Tuesday, April 15, 2014

DESPITE installing a spam guard (a computer application that blocks unwanted emails) on my electronic mail account, I have been continuously receiving spams and other emails from unknown sources.

While they seem to be valid and legal letters, sent through the internet, their number would make a person doubt because of their number and the frequency they are sent. They are harmless as they seem and a simple delete command on the computer’s mouse would erase them all right away.

There are emails addressed to my account which appears to have been sent from Africa, the United States and other parts of the world. Any reader of the emails wouldn’t know anyway if they were really sent from the addresses the senders declared.


On the emails that I received, the senders somewhat portray that they are legitimate senders and are in distress or are in a predicament that they seek help from email account holders or from netizens where their missives may reach.

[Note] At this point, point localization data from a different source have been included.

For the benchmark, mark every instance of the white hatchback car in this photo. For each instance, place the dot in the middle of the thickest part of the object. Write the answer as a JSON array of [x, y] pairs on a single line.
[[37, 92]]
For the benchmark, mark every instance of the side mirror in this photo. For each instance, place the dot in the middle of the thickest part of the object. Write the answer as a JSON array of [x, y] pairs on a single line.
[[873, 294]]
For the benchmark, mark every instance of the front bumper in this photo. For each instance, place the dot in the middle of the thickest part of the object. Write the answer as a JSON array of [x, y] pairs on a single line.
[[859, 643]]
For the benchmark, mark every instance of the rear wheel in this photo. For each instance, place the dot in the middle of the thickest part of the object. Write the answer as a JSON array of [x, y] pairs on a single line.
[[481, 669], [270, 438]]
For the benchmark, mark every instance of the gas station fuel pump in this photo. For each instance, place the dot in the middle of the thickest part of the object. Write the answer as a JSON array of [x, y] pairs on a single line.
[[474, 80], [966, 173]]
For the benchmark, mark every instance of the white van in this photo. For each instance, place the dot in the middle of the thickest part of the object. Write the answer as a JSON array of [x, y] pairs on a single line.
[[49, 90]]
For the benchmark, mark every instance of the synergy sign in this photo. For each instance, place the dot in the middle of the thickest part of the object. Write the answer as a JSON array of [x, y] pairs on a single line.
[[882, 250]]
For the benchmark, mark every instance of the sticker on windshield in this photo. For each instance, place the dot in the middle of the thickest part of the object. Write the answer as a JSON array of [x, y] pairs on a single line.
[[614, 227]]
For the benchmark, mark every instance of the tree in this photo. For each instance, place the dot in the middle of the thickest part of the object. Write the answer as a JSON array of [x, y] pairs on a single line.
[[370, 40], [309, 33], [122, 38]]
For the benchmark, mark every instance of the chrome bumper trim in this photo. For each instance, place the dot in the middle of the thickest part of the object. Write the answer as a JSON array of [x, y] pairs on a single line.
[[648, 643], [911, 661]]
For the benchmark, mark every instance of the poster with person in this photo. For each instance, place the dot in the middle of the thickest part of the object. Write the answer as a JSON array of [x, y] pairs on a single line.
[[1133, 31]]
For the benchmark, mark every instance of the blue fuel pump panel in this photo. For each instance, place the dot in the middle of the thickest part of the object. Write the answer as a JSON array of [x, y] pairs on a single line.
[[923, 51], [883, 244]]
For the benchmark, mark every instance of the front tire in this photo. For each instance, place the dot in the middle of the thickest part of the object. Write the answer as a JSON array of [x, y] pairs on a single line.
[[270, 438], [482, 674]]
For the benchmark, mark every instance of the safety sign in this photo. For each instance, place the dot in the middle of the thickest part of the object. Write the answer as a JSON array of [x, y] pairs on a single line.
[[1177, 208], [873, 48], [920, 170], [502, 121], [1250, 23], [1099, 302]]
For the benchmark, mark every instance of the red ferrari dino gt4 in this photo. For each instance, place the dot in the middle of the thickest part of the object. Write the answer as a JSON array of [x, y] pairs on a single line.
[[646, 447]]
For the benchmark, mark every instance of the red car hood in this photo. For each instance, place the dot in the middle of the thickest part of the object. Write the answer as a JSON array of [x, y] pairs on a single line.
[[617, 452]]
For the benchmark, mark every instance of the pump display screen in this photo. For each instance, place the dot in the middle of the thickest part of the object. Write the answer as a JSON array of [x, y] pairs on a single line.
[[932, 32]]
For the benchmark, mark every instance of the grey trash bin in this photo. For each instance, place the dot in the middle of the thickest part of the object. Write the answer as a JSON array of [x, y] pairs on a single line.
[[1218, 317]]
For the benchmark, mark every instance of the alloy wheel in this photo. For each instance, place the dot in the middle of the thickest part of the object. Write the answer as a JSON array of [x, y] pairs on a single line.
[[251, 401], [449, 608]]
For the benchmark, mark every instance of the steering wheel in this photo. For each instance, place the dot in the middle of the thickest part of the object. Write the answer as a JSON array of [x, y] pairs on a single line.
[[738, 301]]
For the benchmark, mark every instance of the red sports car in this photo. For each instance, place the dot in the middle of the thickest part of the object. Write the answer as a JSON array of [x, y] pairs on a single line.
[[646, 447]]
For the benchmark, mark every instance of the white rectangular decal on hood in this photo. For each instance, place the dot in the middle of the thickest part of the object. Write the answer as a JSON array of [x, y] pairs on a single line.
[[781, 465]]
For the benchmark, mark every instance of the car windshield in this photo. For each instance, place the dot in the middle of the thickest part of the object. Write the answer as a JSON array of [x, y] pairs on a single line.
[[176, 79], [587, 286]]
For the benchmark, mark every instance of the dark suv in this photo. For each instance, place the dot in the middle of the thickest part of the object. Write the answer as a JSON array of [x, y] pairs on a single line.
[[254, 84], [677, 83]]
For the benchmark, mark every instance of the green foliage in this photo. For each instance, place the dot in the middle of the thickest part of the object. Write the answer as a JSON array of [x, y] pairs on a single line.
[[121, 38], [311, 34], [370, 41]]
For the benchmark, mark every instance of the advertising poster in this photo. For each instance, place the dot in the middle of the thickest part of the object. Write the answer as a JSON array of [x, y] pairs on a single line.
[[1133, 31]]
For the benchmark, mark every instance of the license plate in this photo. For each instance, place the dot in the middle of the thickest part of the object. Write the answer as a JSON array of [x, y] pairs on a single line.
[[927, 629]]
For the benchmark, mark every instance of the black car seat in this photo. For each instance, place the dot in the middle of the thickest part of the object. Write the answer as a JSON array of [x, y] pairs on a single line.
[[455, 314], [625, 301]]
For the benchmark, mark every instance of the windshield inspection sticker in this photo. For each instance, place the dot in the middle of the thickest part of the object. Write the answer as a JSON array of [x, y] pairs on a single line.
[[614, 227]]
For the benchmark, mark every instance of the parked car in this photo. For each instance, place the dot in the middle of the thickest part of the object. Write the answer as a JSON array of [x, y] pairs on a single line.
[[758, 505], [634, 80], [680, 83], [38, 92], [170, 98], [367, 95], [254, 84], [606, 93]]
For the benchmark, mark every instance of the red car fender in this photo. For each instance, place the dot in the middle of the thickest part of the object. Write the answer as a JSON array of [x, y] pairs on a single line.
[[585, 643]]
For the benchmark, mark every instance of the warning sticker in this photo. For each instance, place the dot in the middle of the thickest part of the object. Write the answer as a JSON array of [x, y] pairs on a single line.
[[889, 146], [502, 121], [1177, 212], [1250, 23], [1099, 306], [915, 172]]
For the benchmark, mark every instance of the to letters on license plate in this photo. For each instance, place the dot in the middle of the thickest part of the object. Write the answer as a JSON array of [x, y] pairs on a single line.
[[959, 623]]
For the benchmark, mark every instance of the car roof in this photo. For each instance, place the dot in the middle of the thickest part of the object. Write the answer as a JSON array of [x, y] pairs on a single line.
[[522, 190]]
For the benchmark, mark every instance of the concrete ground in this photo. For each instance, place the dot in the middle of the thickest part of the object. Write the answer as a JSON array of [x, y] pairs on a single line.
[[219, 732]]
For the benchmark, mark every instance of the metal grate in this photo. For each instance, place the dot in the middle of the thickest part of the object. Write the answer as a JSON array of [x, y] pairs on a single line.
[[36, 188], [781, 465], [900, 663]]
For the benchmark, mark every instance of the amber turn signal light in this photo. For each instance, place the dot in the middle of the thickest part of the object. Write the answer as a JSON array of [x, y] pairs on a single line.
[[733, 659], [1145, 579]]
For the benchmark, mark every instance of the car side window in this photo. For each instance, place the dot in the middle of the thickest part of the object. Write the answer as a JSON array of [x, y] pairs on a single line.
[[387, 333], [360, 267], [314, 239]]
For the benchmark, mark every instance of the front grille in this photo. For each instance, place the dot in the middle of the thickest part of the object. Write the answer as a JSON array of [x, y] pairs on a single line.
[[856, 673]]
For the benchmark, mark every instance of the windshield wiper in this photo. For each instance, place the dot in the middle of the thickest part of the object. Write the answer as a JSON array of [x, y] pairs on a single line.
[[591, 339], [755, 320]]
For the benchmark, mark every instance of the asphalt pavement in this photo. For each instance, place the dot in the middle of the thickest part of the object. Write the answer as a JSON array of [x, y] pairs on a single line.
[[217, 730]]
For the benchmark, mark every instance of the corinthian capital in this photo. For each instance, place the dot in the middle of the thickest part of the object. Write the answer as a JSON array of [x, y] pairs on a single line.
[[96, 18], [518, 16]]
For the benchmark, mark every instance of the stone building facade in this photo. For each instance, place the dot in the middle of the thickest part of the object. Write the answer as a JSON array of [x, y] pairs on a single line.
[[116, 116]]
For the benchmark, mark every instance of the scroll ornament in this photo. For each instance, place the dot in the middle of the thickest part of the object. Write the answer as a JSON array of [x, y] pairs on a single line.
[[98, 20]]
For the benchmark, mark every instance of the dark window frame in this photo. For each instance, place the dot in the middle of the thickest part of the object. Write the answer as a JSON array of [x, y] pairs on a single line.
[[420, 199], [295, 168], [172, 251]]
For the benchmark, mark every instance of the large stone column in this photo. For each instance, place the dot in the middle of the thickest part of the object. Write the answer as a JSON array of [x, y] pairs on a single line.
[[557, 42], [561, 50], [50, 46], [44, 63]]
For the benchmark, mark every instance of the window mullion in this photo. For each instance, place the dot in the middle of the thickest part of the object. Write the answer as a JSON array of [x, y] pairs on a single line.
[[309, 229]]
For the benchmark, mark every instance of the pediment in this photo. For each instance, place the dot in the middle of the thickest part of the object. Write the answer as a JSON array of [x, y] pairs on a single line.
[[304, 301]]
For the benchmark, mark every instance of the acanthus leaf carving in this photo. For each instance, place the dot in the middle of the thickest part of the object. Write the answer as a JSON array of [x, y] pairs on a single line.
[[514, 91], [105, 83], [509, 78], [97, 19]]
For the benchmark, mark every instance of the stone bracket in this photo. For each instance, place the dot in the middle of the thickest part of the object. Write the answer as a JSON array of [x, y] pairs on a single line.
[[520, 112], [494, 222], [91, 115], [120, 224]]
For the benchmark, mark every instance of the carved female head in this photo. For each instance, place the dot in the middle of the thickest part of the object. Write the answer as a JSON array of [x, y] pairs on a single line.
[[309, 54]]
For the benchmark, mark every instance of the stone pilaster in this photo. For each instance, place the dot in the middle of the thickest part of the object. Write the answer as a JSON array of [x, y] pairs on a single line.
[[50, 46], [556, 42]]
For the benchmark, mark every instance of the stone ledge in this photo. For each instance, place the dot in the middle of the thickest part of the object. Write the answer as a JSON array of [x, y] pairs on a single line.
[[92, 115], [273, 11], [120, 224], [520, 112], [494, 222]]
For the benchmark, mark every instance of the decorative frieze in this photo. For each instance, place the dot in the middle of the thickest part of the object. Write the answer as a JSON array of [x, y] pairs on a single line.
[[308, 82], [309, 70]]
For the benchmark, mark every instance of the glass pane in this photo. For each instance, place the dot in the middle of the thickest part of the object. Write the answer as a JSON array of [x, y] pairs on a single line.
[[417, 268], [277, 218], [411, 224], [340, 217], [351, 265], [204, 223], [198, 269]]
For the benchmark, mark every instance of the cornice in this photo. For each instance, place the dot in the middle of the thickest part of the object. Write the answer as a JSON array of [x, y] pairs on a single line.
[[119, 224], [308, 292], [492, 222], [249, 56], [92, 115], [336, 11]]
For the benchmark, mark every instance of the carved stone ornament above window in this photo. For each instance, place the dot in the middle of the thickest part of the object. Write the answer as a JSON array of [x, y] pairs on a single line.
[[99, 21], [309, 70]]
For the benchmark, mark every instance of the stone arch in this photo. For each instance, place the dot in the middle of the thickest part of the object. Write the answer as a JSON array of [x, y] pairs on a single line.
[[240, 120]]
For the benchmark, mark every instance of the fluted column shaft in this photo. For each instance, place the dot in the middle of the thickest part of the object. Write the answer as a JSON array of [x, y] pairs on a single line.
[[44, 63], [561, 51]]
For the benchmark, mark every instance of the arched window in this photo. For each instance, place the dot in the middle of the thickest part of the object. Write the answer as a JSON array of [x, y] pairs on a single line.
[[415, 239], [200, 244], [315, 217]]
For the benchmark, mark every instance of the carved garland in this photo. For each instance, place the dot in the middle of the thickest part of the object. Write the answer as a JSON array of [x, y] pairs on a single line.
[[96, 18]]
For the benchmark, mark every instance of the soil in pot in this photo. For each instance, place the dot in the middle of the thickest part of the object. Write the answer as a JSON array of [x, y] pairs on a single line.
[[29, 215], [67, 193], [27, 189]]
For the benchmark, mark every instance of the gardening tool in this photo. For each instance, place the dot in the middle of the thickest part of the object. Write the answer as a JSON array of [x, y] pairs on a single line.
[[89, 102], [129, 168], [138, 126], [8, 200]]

Other emails appear that they came from rich families or from royalties that needs help from people who may be attracted of their stature.

A number of those that I received are giving me rewards or prizes that I have won in lotteries. Both seem to lure people to give in to the promise of something such as trips abroad and amounts of cash in dollars. Who wouldn’t be enticed of these?

Here’s the catch: Behind the prizes, winnings or rewards that the email sender is offering, is his or her request for a reply from his prospective recipient that shall contain personal information including bank account or credit card numbers.

These are evidently scams that targets credulous persons that may be convinced to give in their personal information including bank account or important numbers.

Among the emails that I received is one which, should I gave in, instructs me to send some money to a bank account the sender had written for a certain processing fee for the reward or prize that I had supposedly won.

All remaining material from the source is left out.